人々の見るロシアという国家体制は自由主義国家ではなくまるで旧ソビエト連邦時代に逆戻りしたかのような独裁国家であり、それに迎合する芸術家は追放しなければならない、というのは先の第二次世界大戦当時のことがあるからでしょう。
日本においても多くのロシア芸術家の公演がキャンセルされ、芸術家たちはウクライナ侵攻への体制批判を明らかにしない限り公の芸術表現が出来ない状況下になりました。

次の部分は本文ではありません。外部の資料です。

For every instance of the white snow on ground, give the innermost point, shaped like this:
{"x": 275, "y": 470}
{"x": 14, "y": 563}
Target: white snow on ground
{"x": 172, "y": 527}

昨年春に実際にあったことですが、ショスタコーヴィッチの交響曲第7番レニングラードを演奏するにあたり、演奏会開始前に指揮者が聴衆に対して、昨今の世界情勢からこの曲を何故取り上げて演奏することに批判もあると思うが、数年前から演奏曲目のプログラムを組んで準備してきたオーケストラの定期演奏会シリーズであるから純粋に芸術として受け止めて欲しい、と胸の内を吐露していました。
それから1年が経ち何が変わったのでしょうか?
当時のヒステリックな反応が収まったから体制迎合でも構わない?
いやいや、そんなことはなく相変わらず追放された芸術家はそのまま復帰も叶わないままですよね?
では、何故ショスタコーヴィッチが?
交響曲第7番レニングラードだけは別扱いかも知れませんが、他の楽曲は多くのオーケストラや芸術家達が取り上げ聴衆達もその演奏に賛辞のはくしゆを惜しまない光景が日常になっています。
先の第二次世界大戦当時と違い現代の情報化社会では芸術をプロパガンダに利用する価値が薄れているからなのか?
つまり、「演奏しない」という価値が薄れていて「聴きたい」という価値が重みを増してきた結果なのか?
軽々に結論を導き出すことは出来ませんがこの先は追放された芸術家達がどうなっていくのかをしっかり見ていくことが大切ですね。